The highest peak in the entire 1800-mile sweep of the majestic Rocky
Mountains is not Pikes Peak, nor the Grand Teton, nor any of the awesome
summits of the Canadian Rockies. The honor goes to Mt. Elbert, a huge,
sprawling, gentle, and uninspiring massif in the Sawatch Range just southwest of Leadville, Colorado. Few non-mountaineers outside of Colorado have heard of Mount Elbert, and even in Colorado the state's high point is sometimes regarded as an embarassing joke.
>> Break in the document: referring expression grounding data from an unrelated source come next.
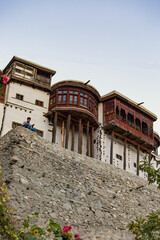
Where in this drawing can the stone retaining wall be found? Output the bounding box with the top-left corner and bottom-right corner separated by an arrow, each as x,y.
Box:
0,127 -> 160,240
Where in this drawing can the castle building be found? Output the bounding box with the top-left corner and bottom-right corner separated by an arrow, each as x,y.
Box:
0,56 -> 159,179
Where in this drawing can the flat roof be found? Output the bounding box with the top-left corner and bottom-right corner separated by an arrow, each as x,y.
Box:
102,90 -> 157,120
3,56 -> 56,75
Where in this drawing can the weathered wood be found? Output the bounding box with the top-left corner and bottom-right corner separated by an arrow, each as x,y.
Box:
110,131 -> 114,164
81,123 -> 83,154
86,121 -> 90,156
137,145 -> 140,176
78,118 -> 82,154
52,112 -> 58,143
114,132 -> 150,153
90,127 -> 94,157
65,114 -> 71,149
71,124 -> 75,151
123,139 -> 126,170
62,120 -> 65,148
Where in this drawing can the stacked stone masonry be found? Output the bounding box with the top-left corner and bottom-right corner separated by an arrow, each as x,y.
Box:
1,127 -> 160,240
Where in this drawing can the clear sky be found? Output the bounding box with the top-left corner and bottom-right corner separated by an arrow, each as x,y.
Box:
0,0 -> 160,133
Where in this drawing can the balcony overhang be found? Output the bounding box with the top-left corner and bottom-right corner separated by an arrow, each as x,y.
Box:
103,122 -> 154,151
45,107 -> 99,127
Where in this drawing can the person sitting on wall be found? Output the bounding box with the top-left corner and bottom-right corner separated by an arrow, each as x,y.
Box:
22,117 -> 36,131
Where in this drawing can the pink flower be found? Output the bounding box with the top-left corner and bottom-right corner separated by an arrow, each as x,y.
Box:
74,233 -> 82,240
3,75 -> 8,84
74,234 -> 80,238
62,225 -> 72,233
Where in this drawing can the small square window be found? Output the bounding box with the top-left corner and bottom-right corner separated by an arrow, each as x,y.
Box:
35,100 -> 43,107
16,93 -> 24,101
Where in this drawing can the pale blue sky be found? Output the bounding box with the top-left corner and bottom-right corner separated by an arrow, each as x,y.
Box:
0,0 -> 160,133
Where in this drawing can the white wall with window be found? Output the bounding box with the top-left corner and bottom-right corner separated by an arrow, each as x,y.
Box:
1,81 -> 52,139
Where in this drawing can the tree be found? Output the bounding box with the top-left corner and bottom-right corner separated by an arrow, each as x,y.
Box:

Leadville, at 10,000 feet, is the highest town of any size in the U.S., so Mount Elbert's base is so high it robs the peak of much of it's apparent
elevation. Trails up Mount Elbert begin as high as 10,100', leaving the hike to the summit with less vertical gain than the standrard route up New Hampshire's 5799' Mount Adams (4333' vs. 4492'). The gentleness of the peak is such that people have been known to mountain-bike to the summit, and at one point a road was planned--certainly it's just as feasible as the ones up Pikes Peak or Mount Evans.
The main difficulty in the hike to the crowning summit of the Rockies is
the high elevation, a special problem for flatlanders from sea level.
Otherwise, the route leading up from Half-Moon Campground on the north or the Black Cloud Creek Trail from Route 82 offer easy day hikes. There can be some snowfields along the way in early season, and the routes sometimes get crowded, but beyond that perhaps no other high peak of a comparable mountain range offers such an easy ascent.